Lung development in mammals is initiated at embryogenesis (in rats begins about day 13, 13E); it continues through fetal development, and it is completed at postnatal life, from P7 to P21 in rats [1]. During fetal development, the cellular proliferation leads to the ramification pattern of the respiratory tree and drives the differentiation of many of cells including pulmonary epithelium. The type two (II) pneumocytes are the epithelial cells responsible of the synthesis and secretion of pulmonary surfactant, which consist in phospholipids (90%) and proteins (10%). The surfactant reduces surface tension in the interphase of the pulmonary alveoli preventing their collapse [2]. There are two types of surfactant proteins (SPs): hydrophilic SPs (SP-A and SP-D) and hydrophobic SPs (SP-B and SP-C) [3]. SP-A is the most abundant SP, and it maintains the pulmonary surfactant physicochemical stability and contributes to the in situ innate immune response [4]. SP-B is essential to respiratory function and when absent limits survival shortly after birth [5]. The appropriate fetal pulmonary surfactant production is necessary for extrauterine life, and so any event affecting the production of surfactant proteins may delay lung maturation and compromise the postnatal respiratory function [6].

In humans, low weight at birth is a risk factor associated to impaired pulmonary function in the perinatal period [7] and in the adulthood [8]. Factors affecting the intrauterine environment, such as maternal malnutrition, reduce fetal growth and lungs’ size and maturity [9]. In fact, maternal malnutrition is one of the most impacting conditions to induce intrauterine growth retardation (IUGR; [10, 11]).
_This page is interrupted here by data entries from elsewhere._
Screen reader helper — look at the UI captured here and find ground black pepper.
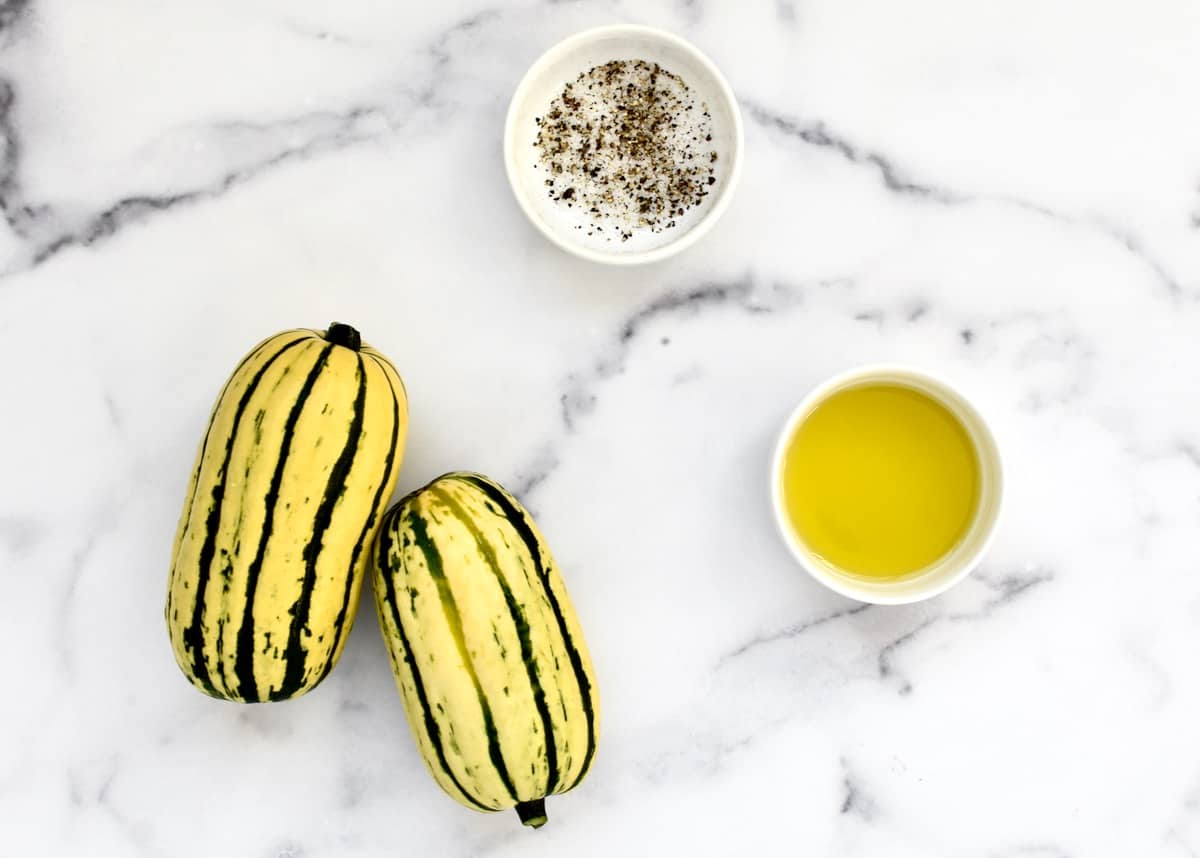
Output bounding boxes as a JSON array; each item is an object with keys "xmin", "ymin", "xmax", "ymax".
[{"xmin": 534, "ymin": 60, "xmax": 718, "ymax": 241}]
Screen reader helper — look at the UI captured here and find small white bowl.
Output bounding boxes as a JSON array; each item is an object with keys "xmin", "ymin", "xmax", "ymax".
[
  {"xmin": 770, "ymin": 364, "xmax": 1004, "ymax": 605},
  {"xmin": 504, "ymin": 25, "xmax": 743, "ymax": 265}
]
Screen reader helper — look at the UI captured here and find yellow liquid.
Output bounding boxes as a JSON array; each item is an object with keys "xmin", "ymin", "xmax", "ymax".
[{"xmin": 782, "ymin": 384, "xmax": 979, "ymax": 581}]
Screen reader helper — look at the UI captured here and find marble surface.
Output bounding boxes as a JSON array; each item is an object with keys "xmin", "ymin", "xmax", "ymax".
[{"xmin": 0, "ymin": 0, "xmax": 1200, "ymax": 858}]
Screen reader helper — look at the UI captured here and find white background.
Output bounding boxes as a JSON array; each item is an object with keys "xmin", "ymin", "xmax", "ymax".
[{"xmin": 0, "ymin": 0, "xmax": 1200, "ymax": 858}]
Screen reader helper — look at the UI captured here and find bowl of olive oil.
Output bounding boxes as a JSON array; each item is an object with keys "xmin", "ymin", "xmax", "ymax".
[{"xmin": 772, "ymin": 365, "xmax": 1003, "ymax": 605}]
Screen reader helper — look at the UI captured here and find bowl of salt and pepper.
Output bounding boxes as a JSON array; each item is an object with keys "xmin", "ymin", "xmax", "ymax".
[{"xmin": 504, "ymin": 25, "xmax": 743, "ymax": 265}]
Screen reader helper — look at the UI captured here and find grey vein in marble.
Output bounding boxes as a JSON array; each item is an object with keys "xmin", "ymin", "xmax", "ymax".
[{"xmin": 740, "ymin": 98, "xmax": 1200, "ymax": 300}]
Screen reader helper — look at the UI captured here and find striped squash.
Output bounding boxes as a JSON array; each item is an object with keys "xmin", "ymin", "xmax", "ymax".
[
  {"xmin": 373, "ymin": 473, "xmax": 600, "ymax": 828},
  {"xmin": 167, "ymin": 324, "xmax": 408, "ymax": 703}
]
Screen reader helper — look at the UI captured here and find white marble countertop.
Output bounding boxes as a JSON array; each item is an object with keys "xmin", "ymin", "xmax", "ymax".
[{"xmin": 0, "ymin": 0, "xmax": 1200, "ymax": 858}]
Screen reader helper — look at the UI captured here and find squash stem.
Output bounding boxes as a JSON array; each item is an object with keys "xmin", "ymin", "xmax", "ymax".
[
  {"xmin": 517, "ymin": 798, "xmax": 546, "ymax": 828},
  {"xmin": 325, "ymin": 322, "xmax": 362, "ymax": 352}
]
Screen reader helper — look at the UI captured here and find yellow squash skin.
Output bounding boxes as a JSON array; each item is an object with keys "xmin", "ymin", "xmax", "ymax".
[
  {"xmin": 373, "ymin": 473, "xmax": 600, "ymax": 827},
  {"xmin": 167, "ymin": 324, "xmax": 408, "ymax": 703}
]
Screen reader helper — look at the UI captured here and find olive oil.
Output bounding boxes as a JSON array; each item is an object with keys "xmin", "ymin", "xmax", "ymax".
[{"xmin": 782, "ymin": 383, "xmax": 979, "ymax": 581}]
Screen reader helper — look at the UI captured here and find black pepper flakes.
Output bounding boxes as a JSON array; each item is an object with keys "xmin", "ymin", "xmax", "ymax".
[{"xmin": 534, "ymin": 60, "xmax": 718, "ymax": 241}]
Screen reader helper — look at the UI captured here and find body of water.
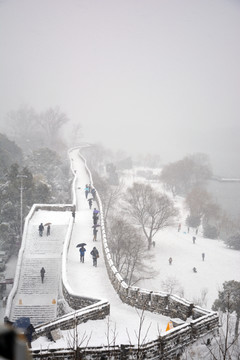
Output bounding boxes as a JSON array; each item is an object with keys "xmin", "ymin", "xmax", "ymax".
[{"xmin": 207, "ymin": 180, "xmax": 240, "ymax": 219}]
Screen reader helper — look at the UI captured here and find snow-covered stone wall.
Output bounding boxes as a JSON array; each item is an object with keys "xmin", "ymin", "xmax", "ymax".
[{"xmin": 79, "ymin": 150, "xmax": 219, "ymax": 359}]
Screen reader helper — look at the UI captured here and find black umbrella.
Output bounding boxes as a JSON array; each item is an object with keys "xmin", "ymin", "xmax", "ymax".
[{"xmin": 76, "ymin": 243, "xmax": 87, "ymax": 247}]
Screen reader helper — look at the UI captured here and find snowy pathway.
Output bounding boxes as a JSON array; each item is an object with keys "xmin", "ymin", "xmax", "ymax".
[
  {"xmin": 63, "ymin": 150, "xmax": 169, "ymax": 346},
  {"xmin": 10, "ymin": 210, "xmax": 71, "ymax": 325}
]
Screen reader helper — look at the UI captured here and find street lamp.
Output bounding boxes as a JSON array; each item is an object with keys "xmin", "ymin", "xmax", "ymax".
[{"xmin": 17, "ymin": 174, "xmax": 27, "ymax": 239}]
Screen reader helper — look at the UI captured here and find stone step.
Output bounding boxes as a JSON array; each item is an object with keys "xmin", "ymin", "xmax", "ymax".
[{"xmin": 11, "ymin": 305, "xmax": 56, "ymax": 326}]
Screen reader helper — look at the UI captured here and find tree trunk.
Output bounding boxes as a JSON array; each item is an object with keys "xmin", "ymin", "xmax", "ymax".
[
  {"xmin": 148, "ymin": 238, "xmax": 152, "ymax": 250},
  {"xmin": 235, "ymin": 314, "xmax": 240, "ymax": 339}
]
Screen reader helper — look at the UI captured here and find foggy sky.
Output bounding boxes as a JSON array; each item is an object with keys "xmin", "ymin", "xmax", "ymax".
[{"xmin": 0, "ymin": 0, "xmax": 240, "ymax": 176}]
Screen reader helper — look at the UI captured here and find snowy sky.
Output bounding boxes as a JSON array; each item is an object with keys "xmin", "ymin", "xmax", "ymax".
[{"xmin": 0, "ymin": 0, "xmax": 240, "ymax": 173}]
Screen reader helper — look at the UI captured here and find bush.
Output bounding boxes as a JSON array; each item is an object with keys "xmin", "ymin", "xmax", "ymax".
[
  {"xmin": 186, "ymin": 215, "xmax": 201, "ymax": 227},
  {"xmin": 203, "ymin": 224, "xmax": 218, "ymax": 239},
  {"xmin": 225, "ymin": 233, "xmax": 240, "ymax": 250}
]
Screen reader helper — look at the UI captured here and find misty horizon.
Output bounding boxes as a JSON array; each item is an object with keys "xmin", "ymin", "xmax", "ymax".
[{"xmin": 0, "ymin": 0, "xmax": 240, "ymax": 177}]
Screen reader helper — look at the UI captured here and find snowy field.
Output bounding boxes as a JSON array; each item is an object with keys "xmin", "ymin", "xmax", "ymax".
[
  {"xmin": 122, "ymin": 169, "xmax": 240, "ymax": 309},
  {"xmin": 2, "ymin": 153, "xmax": 240, "ymax": 349}
]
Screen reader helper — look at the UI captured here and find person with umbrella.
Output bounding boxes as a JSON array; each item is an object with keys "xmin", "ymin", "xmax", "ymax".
[
  {"xmin": 93, "ymin": 226, "xmax": 98, "ymax": 241},
  {"xmin": 90, "ymin": 246, "xmax": 99, "ymax": 267},
  {"xmin": 88, "ymin": 198, "xmax": 93, "ymax": 210},
  {"xmin": 79, "ymin": 246, "xmax": 86, "ymax": 263},
  {"xmin": 40, "ymin": 267, "xmax": 46, "ymax": 284},
  {"xmin": 38, "ymin": 223, "xmax": 44, "ymax": 236},
  {"xmin": 44, "ymin": 223, "xmax": 51, "ymax": 236},
  {"xmin": 77, "ymin": 243, "xmax": 86, "ymax": 263}
]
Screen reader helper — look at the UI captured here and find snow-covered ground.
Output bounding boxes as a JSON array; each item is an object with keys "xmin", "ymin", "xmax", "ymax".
[
  {"xmin": 33, "ymin": 151, "xmax": 170, "ymax": 349},
  {"xmin": 121, "ymin": 169, "xmax": 240, "ymax": 309},
  {"xmin": 2, "ymin": 151, "xmax": 240, "ymax": 349}
]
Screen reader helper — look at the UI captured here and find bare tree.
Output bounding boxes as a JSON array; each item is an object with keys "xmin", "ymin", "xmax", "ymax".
[
  {"xmin": 125, "ymin": 183, "xmax": 178, "ymax": 250},
  {"xmin": 160, "ymin": 154, "xmax": 211, "ymax": 195},
  {"xmin": 212, "ymin": 280, "xmax": 240, "ymax": 337},
  {"xmin": 39, "ymin": 107, "xmax": 69, "ymax": 148},
  {"xmin": 108, "ymin": 217, "xmax": 156, "ymax": 285}
]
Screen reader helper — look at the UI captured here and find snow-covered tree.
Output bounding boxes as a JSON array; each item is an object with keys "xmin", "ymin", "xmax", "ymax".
[
  {"xmin": 125, "ymin": 183, "xmax": 178, "ymax": 249},
  {"xmin": 212, "ymin": 280, "xmax": 240, "ymax": 337}
]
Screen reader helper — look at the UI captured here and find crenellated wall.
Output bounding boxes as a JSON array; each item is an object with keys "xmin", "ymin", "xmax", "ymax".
[
  {"xmin": 79, "ymin": 148, "xmax": 219, "ymax": 359},
  {"xmin": 6, "ymin": 148, "xmax": 218, "ymax": 360}
]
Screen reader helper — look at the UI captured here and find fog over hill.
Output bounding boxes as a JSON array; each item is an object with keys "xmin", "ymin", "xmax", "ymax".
[{"xmin": 0, "ymin": 0, "xmax": 240, "ymax": 177}]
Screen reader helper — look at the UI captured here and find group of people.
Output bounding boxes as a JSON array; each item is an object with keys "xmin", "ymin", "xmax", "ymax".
[
  {"xmin": 38, "ymin": 223, "xmax": 51, "ymax": 236},
  {"xmin": 84, "ymin": 184, "xmax": 96, "ymax": 201},
  {"xmin": 79, "ymin": 204, "xmax": 100, "ymax": 267},
  {"xmin": 168, "ymin": 253, "xmax": 205, "ymax": 273},
  {"xmin": 79, "ymin": 245, "xmax": 99, "ymax": 267},
  {"xmin": 1, "ymin": 316, "xmax": 36, "ymax": 348}
]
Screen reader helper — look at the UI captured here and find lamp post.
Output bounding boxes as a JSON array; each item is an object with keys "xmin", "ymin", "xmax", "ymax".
[{"xmin": 17, "ymin": 174, "xmax": 27, "ymax": 239}]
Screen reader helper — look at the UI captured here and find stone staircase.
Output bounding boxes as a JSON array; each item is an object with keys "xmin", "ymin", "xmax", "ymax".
[
  {"xmin": 10, "ymin": 211, "xmax": 70, "ymax": 326},
  {"xmin": 11, "ymin": 305, "xmax": 56, "ymax": 326}
]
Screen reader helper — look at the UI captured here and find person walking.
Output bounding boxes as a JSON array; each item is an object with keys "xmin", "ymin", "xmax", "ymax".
[
  {"xmin": 93, "ymin": 226, "xmax": 98, "ymax": 241},
  {"xmin": 93, "ymin": 208, "xmax": 99, "ymax": 216},
  {"xmin": 91, "ymin": 188, "xmax": 96, "ymax": 200},
  {"xmin": 84, "ymin": 184, "xmax": 89, "ymax": 199},
  {"xmin": 88, "ymin": 198, "xmax": 92, "ymax": 209},
  {"xmin": 40, "ymin": 267, "xmax": 46, "ymax": 284},
  {"xmin": 38, "ymin": 223, "xmax": 44, "ymax": 236},
  {"xmin": 93, "ymin": 214, "xmax": 98, "ymax": 225},
  {"xmin": 72, "ymin": 210, "xmax": 76, "ymax": 222},
  {"xmin": 90, "ymin": 246, "xmax": 99, "ymax": 267},
  {"xmin": 79, "ymin": 246, "xmax": 86, "ymax": 263},
  {"xmin": 24, "ymin": 323, "xmax": 35, "ymax": 349}
]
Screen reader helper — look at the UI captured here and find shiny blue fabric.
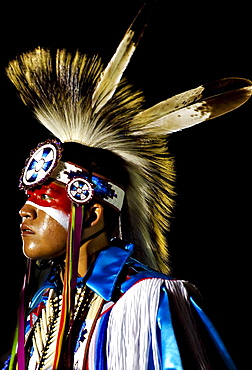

In sheep fetuses submitted to placental restriction and thus showing IUGR, there is a marked reduction in the expression of mRNA for SP-A, SP-B, and SP-C [12]. Moreover, IUGR increases the risk to suffering respiratory distress syndrome and bronchopulmonary dysplasia at birth [13] with long-term consequences at adulthood [14]. In addition, it has been described a reduced postnatal alveolar formation in a rat model of caloric restriction that mimics IUGR [15]. This fact has been associated with an increase in apoptosis and a diminution of cellular proliferation due to deficient prenatal and postnatal nutrition delivery.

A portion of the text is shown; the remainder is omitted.